Padre Paolo Benanti ha evidenziato la necessità di salvaguardare la figura del giornalista. Crede che l’IA sia un rischio per il giornalismo o può rappresentare un valore aggiunto?

Il giornalismo di qualità sarà rafforzato, non penalizzato, dalla diffusione dell’IA, i cui sistemi possono certamente assemblare notizie in modo rapido e sistematico. Ma nessun sistema di IA è in grado di fornire riflessioni, analisi e osservazioni critiche basate su sentimenti e coscienza, il “colore dell’intelligenza” secondo la filosofa Nussbaum.

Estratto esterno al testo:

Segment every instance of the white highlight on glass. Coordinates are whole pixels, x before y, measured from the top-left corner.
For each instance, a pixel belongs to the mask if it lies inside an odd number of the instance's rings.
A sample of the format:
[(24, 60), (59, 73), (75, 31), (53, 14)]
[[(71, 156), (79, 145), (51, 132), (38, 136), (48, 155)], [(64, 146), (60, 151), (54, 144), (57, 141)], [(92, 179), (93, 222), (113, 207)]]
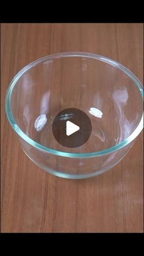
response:
[(45, 126), (47, 122), (47, 118), (45, 114), (39, 115), (35, 121), (35, 128), (37, 131), (40, 131)]
[(89, 113), (96, 117), (98, 117), (99, 118), (101, 118), (103, 116), (103, 112), (101, 112), (101, 111), (100, 111), (98, 109), (96, 109), (96, 107), (90, 107)]

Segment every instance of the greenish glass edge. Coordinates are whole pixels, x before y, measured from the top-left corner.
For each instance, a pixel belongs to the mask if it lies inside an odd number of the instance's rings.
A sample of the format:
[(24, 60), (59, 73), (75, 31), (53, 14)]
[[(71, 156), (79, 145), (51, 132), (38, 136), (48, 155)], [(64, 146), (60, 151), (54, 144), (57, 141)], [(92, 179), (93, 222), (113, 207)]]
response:
[(29, 69), (34, 67), (35, 66), (37, 65), (40, 63), (45, 62), (46, 61), (49, 61), (51, 59), (56, 59), (57, 58), (63, 58), (63, 57), (69, 57), (69, 56), (79, 56), (79, 57), (85, 57), (85, 58), (91, 58), (95, 60), (99, 60), (103, 62), (106, 62), (107, 63), (110, 64), (112, 66), (114, 66), (118, 68), (119, 69), (122, 70), (125, 74), (126, 74), (129, 77), (130, 77), (136, 83), (137, 86), (138, 87), (142, 96), (142, 99), (143, 99), (143, 89), (142, 88), (142, 85), (141, 84), (140, 82), (137, 78), (137, 77), (129, 69), (125, 68), (122, 64), (118, 63), (118, 62), (113, 61), (111, 59), (109, 59), (106, 57), (104, 57), (101, 55), (93, 54), (93, 53), (83, 53), (83, 52), (67, 52), (67, 53), (56, 53), (51, 55), (48, 55), (45, 57), (41, 58), (32, 63), (29, 64), (24, 68), (23, 68), (13, 78), (12, 81), (11, 82), (9, 88), (7, 90), (7, 93), (6, 95), (6, 100), (5, 100), (5, 112), (7, 114), (7, 118), (12, 126), (13, 128), (15, 131), (20, 136), (24, 141), (29, 143), (30, 145), (34, 146), (34, 147), (39, 149), (40, 150), (45, 151), (47, 153), (52, 153), (53, 155), (64, 157), (70, 157), (70, 158), (90, 158), (90, 157), (102, 157), (111, 153), (113, 153), (120, 149), (121, 149), (124, 147), (128, 145), (130, 142), (134, 141), (139, 133), (141, 132), (143, 128), (143, 114), (142, 115), (142, 118), (140, 122), (135, 130), (135, 131), (129, 136), (127, 139), (123, 140), (120, 143), (115, 145), (113, 147), (110, 148), (99, 151), (96, 152), (91, 152), (91, 153), (70, 153), (70, 152), (65, 152), (63, 151), (59, 151), (55, 149), (52, 149), (51, 148), (48, 148), (45, 147), (41, 144), (39, 144), (38, 142), (33, 141), (32, 139), (29, 138), (27, 135), (23, 133), (20, 127), (16, 124), (14, 117), (13, 115), (12, 109), (11, 109), (11, 96), (12, 94), (13, 89), (18, 81), (18, 80), (21, 77), (21, 76), (26, 72)]

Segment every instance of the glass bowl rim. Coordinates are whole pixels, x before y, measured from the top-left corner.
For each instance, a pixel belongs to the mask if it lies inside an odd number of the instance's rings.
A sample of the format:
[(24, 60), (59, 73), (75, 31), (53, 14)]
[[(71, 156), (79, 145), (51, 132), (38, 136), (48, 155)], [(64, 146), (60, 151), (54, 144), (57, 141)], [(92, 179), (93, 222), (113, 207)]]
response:
[(11, 109), (11, 98), (13, 92), (13, 90), (16, 85), (16, 82), (21, 77), (21, 76), (27, 71), (31, 68), (35, 66), (36, 65), (49, 61), (51, 60), (54, 60), (56, 58), (63, 58), (63, 57), (71, 57), (71, 56), (78, 56), (78, 57), (84, 57), (84, 58), (89, 58), (95, 60), (98, 60), (99, 61), (107, 63), (110, 65), (114, 66), (115, 67), (118, 68), (119, 69), (123, 71), (129, 77), (130, 77), (136, 83), (138, 88), (139, 89), (142, 99), (143, 100), (143, 89), (141, 82), (137, 79), (137, 77), (128, 69), (123, 66), (121, 64), (112, 60), (109, 58), (103, 56), (102, 55), (97, 55), (95, 53), (90, 53), (86, 52), (62, 52), (52, 54), (51, 55), (47, 55), (44, 57), (40, 58), (32, 63), (28, 64), (24, 66), (22, 69), (21, 69), (14, 77), (12, 82), (10, 82), (9, 87), (7, 89), (6, 99), (5, 99), (5, 112), (7, 114), (7, 118), (12, 126), (14, 131), (24, 141), (32, 145), (35, 148), (39, 149), (40, 150), (44, 151), (47, 153), (51, 153), (52, 155), (65, 157), (70, 157), (70, 158), (89, 158), (89, 157), (102, 157), (106, 155), (114, 153), (115, 152), (123, 149), (125, 146), (128, 145), (130, 142), (135, 139), (139, 133), (142, 131), (143, 128), (143, 113), (142, 114), (142, 118), (138, 124), (137, 128), (133, 131), (133, 133), (129, 135), (126, 139), (124, 139), (118, 144), (109, 147), (106, 149), (104, 149), (101, 151), (93, 152), (89, 153), (71, 153), (63, 151), (57, 150), (56, 149), (51, 149), (47, 147), (45, 147), (35, 141), (33, 141), (31, 138), (27, 136), (18, 126), (16, 123), (12, 111)]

Ecco perché se si ritiene che compito precipuo e qualificante del giornalista sia quello di fornire al lettore valore aggiunto sotto forma di valutazioni e commenti, penso non via sia nulla da temere. Occorre peraltro garantire che le varie fonti informative siano affidabili e accurate. Al riguardo, l’Executive Order degli Stati Uniti di fine ottobre propone per le agenzie governative un sistema innovativo per identificare ed etichettare i contenuti prodotti dall’IA.